Issue (i): Whether the findings recorded by the BIFR and the AAIFR regarding manipulation of accounts, diversion of funds, and the resulting rejection of the reference were liable to be interfered with in writ jurisdiction.
Analysis: The writ court declined to reappreciate disputed questions of fact in exercise of article 226. The concurrent findings that the company's accounts were manipulated, that prior period adjustments and extraordinary items overstated losses, and that funds had been diverted and siphoned away were treated as factual findings based on material on record. Such findings were held not to be perverse, illogical, or unsupported by evidence, and therefore not open to interference in writ proceedings.
Conclusion: The factual findings of the BIFR and AAIFR were upheld and were not interfered with.

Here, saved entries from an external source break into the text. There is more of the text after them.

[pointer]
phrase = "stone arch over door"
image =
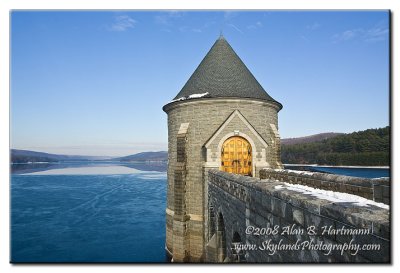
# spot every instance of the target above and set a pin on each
(236, 125)
(237, 156)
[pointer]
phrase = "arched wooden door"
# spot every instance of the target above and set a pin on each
(236, 156)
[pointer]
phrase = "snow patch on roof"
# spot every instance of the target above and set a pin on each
(193, 96)
(337, 197)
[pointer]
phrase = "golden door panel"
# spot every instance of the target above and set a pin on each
(236, 156)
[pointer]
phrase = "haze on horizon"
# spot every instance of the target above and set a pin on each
(94, 83)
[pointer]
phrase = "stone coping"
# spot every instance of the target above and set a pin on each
(372, 217)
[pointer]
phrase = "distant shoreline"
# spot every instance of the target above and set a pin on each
(333, 166)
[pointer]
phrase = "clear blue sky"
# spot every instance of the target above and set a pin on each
(94, 83)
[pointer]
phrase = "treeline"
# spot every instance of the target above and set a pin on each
(365, 148)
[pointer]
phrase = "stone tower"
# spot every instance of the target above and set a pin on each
(222, 119)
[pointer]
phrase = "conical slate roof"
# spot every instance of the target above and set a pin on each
(223, 74)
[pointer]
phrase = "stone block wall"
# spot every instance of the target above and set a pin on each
(202, 118)
(375, 189)
(260, 216)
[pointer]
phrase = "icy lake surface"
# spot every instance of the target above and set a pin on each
(88, 214)
(95, 212)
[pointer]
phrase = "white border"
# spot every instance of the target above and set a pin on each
(6, 5)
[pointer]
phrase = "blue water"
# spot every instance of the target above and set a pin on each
(88, 218)
(118, 216)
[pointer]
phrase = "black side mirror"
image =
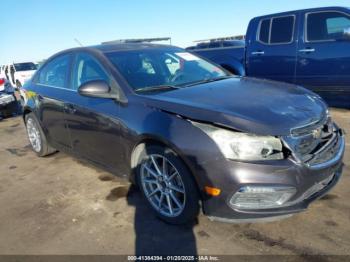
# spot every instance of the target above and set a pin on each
(346, 33)
(95, 88)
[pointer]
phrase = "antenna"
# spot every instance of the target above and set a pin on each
(78, 42)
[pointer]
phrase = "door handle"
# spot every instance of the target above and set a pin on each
(307, 50)
(258, 53)
(70, 109)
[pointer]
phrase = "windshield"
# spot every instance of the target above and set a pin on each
(25, 66)
(146, 68)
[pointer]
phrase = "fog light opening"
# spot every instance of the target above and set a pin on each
(258, 197)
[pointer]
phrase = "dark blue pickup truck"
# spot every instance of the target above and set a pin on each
(307, 47)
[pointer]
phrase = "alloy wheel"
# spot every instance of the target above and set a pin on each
(163, 186)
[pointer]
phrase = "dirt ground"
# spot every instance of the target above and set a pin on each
(59, 205)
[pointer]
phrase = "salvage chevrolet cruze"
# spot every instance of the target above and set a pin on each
(190, 135)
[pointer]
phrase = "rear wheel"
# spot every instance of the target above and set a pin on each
(167, 185)
(36, 136)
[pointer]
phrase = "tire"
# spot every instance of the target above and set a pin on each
(151, 179)
(37, 137)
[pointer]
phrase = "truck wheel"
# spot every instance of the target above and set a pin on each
(167, 185)
(37, 137)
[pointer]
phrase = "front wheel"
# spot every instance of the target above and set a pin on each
(37, 137)
(167, 185)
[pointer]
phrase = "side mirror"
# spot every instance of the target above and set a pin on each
(95, 88)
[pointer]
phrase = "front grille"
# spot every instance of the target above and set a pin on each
(316, 143)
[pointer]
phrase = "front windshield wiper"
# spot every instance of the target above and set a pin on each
(156, 88)
(205, 81)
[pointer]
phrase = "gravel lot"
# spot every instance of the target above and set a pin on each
(60, 205)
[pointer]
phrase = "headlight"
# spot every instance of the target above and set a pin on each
(243, 146)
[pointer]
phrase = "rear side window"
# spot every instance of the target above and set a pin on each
(325, 26)
(282, 30)
(55, 72)
(277, 30)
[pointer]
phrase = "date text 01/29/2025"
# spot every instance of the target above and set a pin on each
(173, 258)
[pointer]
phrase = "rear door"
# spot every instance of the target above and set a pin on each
(324, 55)
(271, 52)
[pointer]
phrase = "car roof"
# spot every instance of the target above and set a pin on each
(107, 48)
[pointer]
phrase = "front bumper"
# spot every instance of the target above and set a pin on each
(311, 182)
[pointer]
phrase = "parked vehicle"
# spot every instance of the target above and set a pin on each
(245, 148)
(305, 47)
(8, 101)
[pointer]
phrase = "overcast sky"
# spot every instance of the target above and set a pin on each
(32, 30)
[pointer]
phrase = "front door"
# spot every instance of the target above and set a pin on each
(52, 81)
(271, 54)
(323, 63)
(93, 122)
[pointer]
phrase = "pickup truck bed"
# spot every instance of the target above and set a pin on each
(310, 48)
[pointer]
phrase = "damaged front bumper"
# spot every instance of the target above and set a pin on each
(310, 180)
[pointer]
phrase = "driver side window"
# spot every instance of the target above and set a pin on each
(86, 68)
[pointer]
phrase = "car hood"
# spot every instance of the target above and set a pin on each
(246, 104)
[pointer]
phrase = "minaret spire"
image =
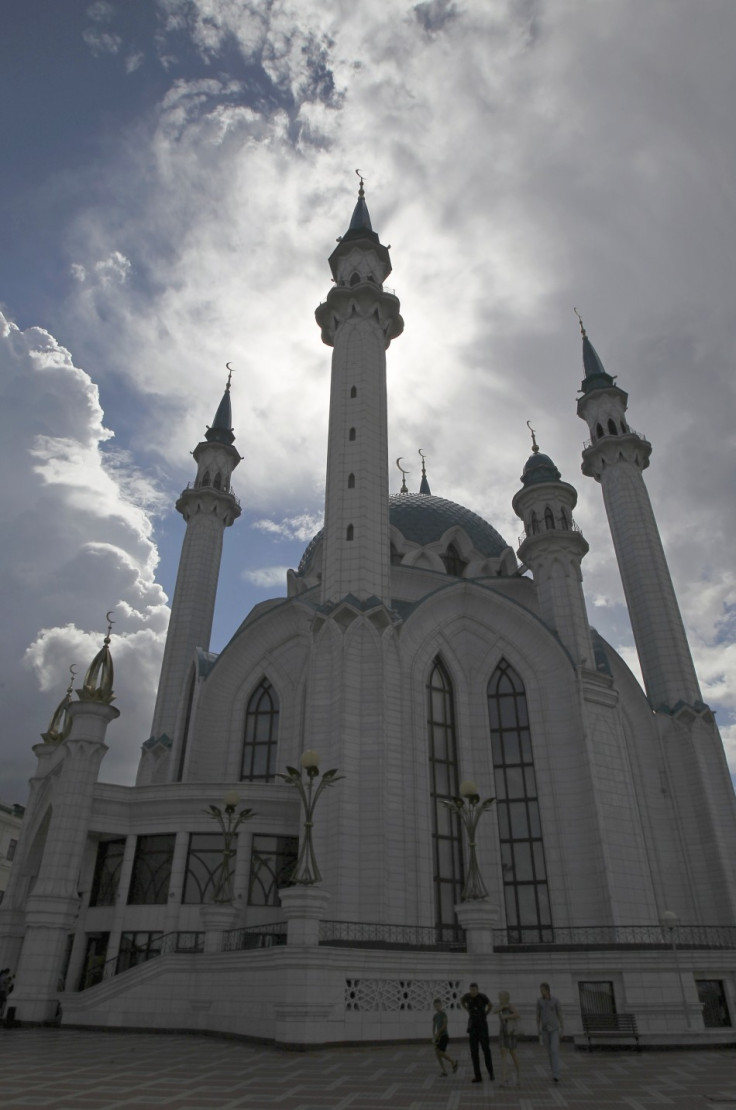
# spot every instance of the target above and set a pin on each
(553, 547)
(616, 456)
(208, 507)
(359, 319)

Issue (ii): Whether there was violation of natural justice or of Regulations 21 and 40 of the BIFR Regulations, 1987 in not appointing an independent Chartered Accountant and in proceeding on the basis of the material relied upon.
Analysis: Regulation 21 empowered the Board itself to make an inquiry or, if necessary, direct an operating agency to do so, and Regulation 40 used the permissive expression "may" regarding assistance from institutions and experts. No mandatory entitlement to an independent Chartered Accountant was shown. The court applied the principle that procedural violations are not fatal unless prejudice is demonstrated. On the facts, the company had been heard, the objections had been exchanged, and no prejudice or failure of justice was established. The plea of bias against the creditor institution was also found unsupported.

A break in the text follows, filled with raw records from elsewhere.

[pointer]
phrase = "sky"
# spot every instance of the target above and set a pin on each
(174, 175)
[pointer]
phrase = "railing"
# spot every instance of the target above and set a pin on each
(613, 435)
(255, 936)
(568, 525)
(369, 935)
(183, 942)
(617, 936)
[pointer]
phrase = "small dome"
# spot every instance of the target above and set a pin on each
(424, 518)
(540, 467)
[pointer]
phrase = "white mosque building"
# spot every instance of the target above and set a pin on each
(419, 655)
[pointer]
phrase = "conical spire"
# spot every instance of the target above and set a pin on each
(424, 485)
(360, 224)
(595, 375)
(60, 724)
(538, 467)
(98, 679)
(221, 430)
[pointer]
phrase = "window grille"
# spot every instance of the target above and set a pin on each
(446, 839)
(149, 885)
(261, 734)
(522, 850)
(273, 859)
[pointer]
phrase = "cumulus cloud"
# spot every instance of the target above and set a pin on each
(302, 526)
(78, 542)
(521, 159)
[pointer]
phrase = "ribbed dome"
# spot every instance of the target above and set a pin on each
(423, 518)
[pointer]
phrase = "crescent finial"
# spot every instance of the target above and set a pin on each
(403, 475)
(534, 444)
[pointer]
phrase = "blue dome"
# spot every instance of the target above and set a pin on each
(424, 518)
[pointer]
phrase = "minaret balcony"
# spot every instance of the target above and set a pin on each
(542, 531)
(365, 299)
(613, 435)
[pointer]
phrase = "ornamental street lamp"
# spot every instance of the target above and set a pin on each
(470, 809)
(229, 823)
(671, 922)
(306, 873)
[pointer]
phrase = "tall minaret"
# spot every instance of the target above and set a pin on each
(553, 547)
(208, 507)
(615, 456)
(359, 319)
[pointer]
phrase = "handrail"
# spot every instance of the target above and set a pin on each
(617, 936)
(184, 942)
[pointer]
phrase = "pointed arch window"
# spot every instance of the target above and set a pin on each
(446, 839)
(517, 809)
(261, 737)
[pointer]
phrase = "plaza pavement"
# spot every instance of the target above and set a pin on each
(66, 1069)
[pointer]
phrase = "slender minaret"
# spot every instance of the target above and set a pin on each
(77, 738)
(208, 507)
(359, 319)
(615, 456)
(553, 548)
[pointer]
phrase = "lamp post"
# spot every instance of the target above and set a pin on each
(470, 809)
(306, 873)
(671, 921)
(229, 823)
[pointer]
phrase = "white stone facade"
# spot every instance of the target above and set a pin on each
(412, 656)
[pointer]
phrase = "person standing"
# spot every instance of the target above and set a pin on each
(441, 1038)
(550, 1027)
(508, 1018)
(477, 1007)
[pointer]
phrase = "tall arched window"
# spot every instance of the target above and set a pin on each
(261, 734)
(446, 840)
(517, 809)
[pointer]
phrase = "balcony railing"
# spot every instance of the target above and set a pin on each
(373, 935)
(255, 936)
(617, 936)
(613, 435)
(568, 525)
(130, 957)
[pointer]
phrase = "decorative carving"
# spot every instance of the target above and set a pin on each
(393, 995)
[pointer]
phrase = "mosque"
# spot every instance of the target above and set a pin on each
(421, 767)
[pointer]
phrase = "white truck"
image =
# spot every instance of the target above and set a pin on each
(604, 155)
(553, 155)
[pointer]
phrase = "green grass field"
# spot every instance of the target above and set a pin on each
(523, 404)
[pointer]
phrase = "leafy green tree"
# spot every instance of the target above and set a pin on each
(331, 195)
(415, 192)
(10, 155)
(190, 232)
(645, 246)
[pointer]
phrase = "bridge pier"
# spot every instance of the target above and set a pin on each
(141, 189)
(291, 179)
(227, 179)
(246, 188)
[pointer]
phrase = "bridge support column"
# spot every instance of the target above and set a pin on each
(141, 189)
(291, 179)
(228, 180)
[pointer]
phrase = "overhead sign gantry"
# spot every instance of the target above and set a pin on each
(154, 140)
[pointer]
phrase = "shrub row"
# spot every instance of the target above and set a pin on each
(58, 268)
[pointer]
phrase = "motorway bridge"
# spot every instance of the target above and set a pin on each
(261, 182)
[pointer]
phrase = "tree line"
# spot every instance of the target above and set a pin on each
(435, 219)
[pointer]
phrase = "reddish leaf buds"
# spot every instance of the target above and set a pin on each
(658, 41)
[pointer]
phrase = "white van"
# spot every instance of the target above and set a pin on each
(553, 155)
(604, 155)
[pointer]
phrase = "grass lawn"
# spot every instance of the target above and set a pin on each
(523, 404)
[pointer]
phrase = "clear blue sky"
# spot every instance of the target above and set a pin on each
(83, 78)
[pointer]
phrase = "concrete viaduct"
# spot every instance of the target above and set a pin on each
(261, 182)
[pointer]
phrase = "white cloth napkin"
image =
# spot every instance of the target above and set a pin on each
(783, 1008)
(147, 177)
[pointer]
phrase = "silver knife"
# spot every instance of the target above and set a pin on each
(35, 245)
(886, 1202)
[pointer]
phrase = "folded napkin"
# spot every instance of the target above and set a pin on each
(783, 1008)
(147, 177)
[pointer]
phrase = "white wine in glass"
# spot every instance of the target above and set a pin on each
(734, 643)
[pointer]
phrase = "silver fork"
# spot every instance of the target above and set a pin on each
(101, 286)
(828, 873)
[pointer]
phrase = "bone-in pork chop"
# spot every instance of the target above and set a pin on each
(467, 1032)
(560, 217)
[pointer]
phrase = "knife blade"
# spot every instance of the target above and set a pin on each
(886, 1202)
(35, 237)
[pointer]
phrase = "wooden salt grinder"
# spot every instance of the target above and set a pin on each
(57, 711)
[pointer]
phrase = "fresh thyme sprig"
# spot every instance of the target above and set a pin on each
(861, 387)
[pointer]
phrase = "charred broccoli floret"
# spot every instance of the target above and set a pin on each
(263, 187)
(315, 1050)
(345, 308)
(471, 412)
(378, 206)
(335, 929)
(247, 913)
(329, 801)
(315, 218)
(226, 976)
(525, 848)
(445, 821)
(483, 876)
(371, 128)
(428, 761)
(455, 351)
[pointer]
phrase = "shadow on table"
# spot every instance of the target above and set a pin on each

Conclusion: No violation of natural justice or of Regulations 21 and 40 was established.
Issue (iii): Whether the AAIFR's observation concerning later references on the basis of similarly tainted accounts amounted to a bar on all future references.
Analysis: The impugned observation was read as a rejection of references founded on unreformed and unreliable accounts, not as an absolute prohibition against any future reference. The court held that a subsequent reference could be examined if the accounting anomalies and practices criticized by the authorities were corrected.
Conclusion: The AAIFR's order did not impose an absolute bar on future references.
Final Conclusion: The challenge to the orders of the BIFR and AAIFR failed, and the writ petition was dismissed with costs.
Ratio Decidendi: In writ jurisdiction, concurrent factual findings of manipulation of accounts and diversion of funds under SICA will not be disturbed unless shown to be perverse, and procedural complaints will not vitiate the decision absent demonstrable prejudice or denial of a fair hearing.